It's All Up in the Air: M&A Deals in the Airline Industry

Weekly Corporate Growth Report, Jun 9, 2008 by Dolbeck, Andrew

Analysts and airline industry executives have stated that merger deals in the airline sector are inevitable. The industry is facing a number of challenges, such as stiff competition and rising operational expenses, particularly the rising cost of jet fuel. Industry consolidation would help airlines face these challenges by combining resources, cutting costs, and reducing competition.

According to an estimate from Jamie Baker, an analyst with JPMorgan Chase, airline industry losses could top $7.2 billion in 2008. Some analysts estimate that airlines will have to raise fares on all routes by about $60 to offset the impact of rising fuel prices, which are up 82.5 percent over last year. But many airlines have already instituted fare increases, along with new fees and surcharges in an attempt to bolster revenues.

The costs of fuel also impact the potential success or failure of mergers. If the price of oil rises too high, it can limit the cost benefits provided by the merger. And if the price of oil falls sharply, which doesn't seem likely, it undercuts the need for costly merger transactions.

With operating expenses high and competition fierce, airlines have considerable motivation for merging. But airline consolidation doesn't seem to be going that well, at least not for United Airways.

United and US Airways

United Airlines has dropped out of its recent merger negotiations with US Airways. The discussions appear to have stalled over the difficulty of combining the two airlines' various labor contracts. US Airways, which merged with America West in 2005, could face additional charges under its pilots' contract for merging again so soon.

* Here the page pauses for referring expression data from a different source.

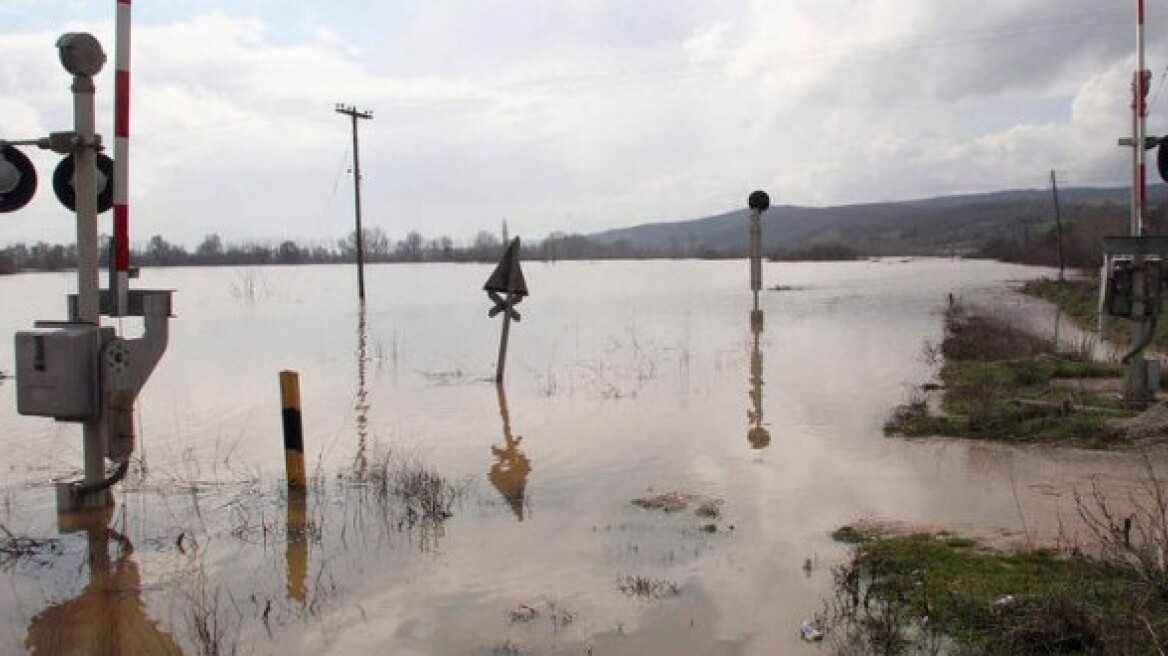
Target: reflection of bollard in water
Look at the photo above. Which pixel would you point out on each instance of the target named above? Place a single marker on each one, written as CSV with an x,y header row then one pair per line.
x,y
293,428
296,550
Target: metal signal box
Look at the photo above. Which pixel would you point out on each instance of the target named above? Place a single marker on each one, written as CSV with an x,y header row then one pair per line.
x,y
57,371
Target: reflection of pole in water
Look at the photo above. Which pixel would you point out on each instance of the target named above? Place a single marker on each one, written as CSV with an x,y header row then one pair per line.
x,y
296,548
361,462
109,615
508,473
758,435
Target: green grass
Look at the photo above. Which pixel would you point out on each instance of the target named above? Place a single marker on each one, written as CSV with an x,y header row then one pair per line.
x,y
1079,300
1001,383
1035,601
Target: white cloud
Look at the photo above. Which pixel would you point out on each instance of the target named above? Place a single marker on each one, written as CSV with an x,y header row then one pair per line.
x,y
582,116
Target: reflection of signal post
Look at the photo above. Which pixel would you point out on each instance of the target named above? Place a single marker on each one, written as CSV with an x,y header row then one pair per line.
x,y
77,370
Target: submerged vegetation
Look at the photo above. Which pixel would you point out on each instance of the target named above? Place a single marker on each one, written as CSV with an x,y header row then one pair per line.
x,y
1002,383
1079,300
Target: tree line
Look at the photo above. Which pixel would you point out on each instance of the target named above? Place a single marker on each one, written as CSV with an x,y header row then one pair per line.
x,y
377,246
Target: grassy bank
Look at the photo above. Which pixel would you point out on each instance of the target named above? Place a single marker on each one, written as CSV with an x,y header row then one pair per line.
x,y
1001,383
939,593
1079,300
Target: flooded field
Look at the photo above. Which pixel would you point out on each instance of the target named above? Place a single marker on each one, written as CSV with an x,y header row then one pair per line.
x,y
446,516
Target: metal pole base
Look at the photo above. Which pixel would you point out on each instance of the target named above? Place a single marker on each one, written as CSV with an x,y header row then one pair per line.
x,y
71,500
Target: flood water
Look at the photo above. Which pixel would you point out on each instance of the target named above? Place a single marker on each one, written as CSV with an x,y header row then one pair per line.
x,y
624,379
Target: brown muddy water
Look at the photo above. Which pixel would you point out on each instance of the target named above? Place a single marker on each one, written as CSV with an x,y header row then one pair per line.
x,y
624,381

The Air Line Pilots Association and the International Association of Machinists and Aerospace Workers were both expected to oppose the merger. Both unions have representation on United's board of directors, making it difficult to rely on full board support for the deal. It is possible that the unions, along with the Association of Flight Attendants, might have lobbied against the deal, making federal approval of the transaction less likely.

United and Continental

The US Airways deal is the second recent merger plan to fall through for United. The airline had been in discussions with Continental Airlines, but Continental's board decided on April 27 to discontinue negotiations. Continental stated that the deal would not be in the company's best interest.

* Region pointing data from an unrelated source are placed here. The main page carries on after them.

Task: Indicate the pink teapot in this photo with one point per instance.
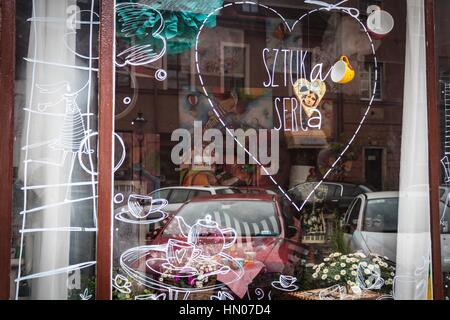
(207, 236)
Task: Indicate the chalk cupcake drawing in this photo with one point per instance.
(185, 266)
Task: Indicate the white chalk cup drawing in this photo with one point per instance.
(379, 24)
(84, 144)
(141, 207)
(180, 253)
(287, 281)
(343, 71)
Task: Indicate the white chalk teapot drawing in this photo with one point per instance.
(207, 235)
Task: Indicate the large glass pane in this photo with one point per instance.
(443, 68)
(55, 158)
(284, 136)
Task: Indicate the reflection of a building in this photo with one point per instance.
(233, 69)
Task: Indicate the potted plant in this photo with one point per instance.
(355, 270)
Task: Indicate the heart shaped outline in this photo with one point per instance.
(290, 29)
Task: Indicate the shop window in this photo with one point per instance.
(220, 124)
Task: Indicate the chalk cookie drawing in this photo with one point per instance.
(310, 94)
(193, 260)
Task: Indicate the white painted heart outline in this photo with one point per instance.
(327, 7)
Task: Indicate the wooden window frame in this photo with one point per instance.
(106, 128)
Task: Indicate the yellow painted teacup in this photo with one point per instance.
(343, 71)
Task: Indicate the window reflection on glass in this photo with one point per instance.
(321, 101)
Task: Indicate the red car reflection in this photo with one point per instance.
(249, 243)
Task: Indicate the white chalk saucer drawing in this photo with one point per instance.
(151, 296)
(285, 283)
(138, 213)
(122, 284)
(159, 266)
(155, 256)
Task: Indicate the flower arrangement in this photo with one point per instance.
(371, 272)
(206, 276)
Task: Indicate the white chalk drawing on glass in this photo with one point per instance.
(142, 210)
(195, 260)
(151, 296)
(260, 295)
(335, 292)
(133, 20)
(222, 295)
(53, 100)
(122, 284)
(74, 280)
(73, 130)
(445, 160)
(335, 6)
(85, 295)
(285, 283)
(323, 6)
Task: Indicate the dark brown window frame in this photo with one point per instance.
(106, 127)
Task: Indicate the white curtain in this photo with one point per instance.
(414, 242)
(44, 162)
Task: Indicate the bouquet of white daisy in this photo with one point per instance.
(356, 270)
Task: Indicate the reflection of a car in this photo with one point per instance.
(254, 190)
(267, 235)
(371, 225)
(177, 196)
(335, 195)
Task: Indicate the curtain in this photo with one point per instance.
(414, 240)
(54, 124)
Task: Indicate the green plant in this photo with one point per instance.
(338, 242)
(357, 269)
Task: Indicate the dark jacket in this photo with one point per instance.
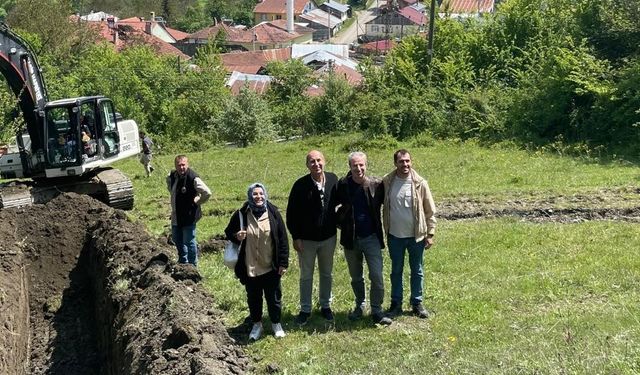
(310, 217)
(374, 193)
(187, 212)
(278, 239)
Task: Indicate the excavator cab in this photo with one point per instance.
(85, 133)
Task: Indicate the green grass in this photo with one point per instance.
(506, 296)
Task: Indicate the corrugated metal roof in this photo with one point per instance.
(414, 15)
(97, 17)
(251, 62)
(298, 50)
(325, 56)
(467, 6)
(321, 17)
(337, 6)
(254, 82)
(279, 6)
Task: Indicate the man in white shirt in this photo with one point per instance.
(409, 222)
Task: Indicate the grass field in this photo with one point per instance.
(506, 296)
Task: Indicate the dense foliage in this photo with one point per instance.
(562, 74)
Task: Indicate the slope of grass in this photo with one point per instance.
(505, 296)
(453, 169)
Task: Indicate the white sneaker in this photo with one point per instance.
(278, 332)
(256, 331)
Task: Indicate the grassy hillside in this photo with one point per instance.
(506, 295)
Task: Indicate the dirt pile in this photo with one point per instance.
(85, 291)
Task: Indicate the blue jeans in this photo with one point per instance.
(367, 248)
(323, 250)
(185, 240)
(415, 249)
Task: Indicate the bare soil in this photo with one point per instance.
(85, 291)
(622, 204)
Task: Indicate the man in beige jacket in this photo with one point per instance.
(409, 223)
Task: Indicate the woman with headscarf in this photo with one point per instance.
(263, 257)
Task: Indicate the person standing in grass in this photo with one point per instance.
(263, 258)
(359, 199)
(312, 224)
(188, 193)
(146, 154)
(409, 222)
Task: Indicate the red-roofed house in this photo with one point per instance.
(466, 8)
(266, 35)
(122, 36)
(397, 24)
(377, 47)
(176, 34)
(255, 61)
(271, 10)
(150, 26)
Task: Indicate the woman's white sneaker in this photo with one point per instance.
(256, 331)
(278, 332)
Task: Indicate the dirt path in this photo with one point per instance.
(604, 204)
(350, 34)
(85, 291)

While the two airlines will not merge, the companies are discussing a possible alliance. Continental is currently part of an airline alliance called SkyTeam, which also includes Delta, Northwest, and Air France/KLM. Continental has expressed a willingness to discuss leaving SkyTeam for another partnership and United hopes to lure the carrier into its Star Alliance, which includes Lufthansa and about two dozen other carriers. Continental has also talked to British Airways and American Airlines about joining them in the oneworld alliance.

Delta and Northwest

The success story in the realm of airline mergers appears to be the proposed merger of Delta Air Lines and Northwest Airlines. The companies agreed in April to merge in an all-stock transaction with an estimated enterprise value of $17.7 billion. If successfully closed, the deal would create the world's largest airline company.

The deal appears likely to win the necessary approvals. Representative John Mica, a Florida Republican and former chairman of the House of Representatives aviation subcommittee, stated at a hearing on the merger that the deal did not appear anti-competitive. Rep. Mica also stated that it was likely that the deal would be approved by officials at the departments of Justice and Transportation. Antitrust and industry experts have also stated that the proposed merger stands a good chance of winning regulatory approval.

In addition, Delta's pilots voted overwhelmingly in favor of changes to their contract that will give them pay raises, an equity stake, and other benefits, but also will give management more leeway as part of a proposed combination with Northwest.

While the rising cost of fuel is clearly a factor in airline mergers, Delta and Northwest claim that it will not impact the completion of their merger. Delta Air Lines President Ed Bastian stated that the company's executives and board members looked at merger models that assumed oil at $135 per barrel and higher and confirmed that the merger deal still made sense under those conditions. It was good planning, since oil reached $135 per barrel near the end of May.

Other Survival Measures

Consolidation isn't the only option available to struggling airlines, of course. A number of carriers have announced cost cutting measures, such as eliminating routes, retiring aircraft, and raising travel fares. But more extreme measures, such as cutbacks in service and staff, would be more palatable as the result of a merger, where the elimination of redundant. operations and staff positions is expected. According to Rick Seaney, chief executive officer of Farecompare.com, a consumer airline ticket research site, it is not uncommon for airlines to trim between 8 percent and 15 percent of routes when they merge.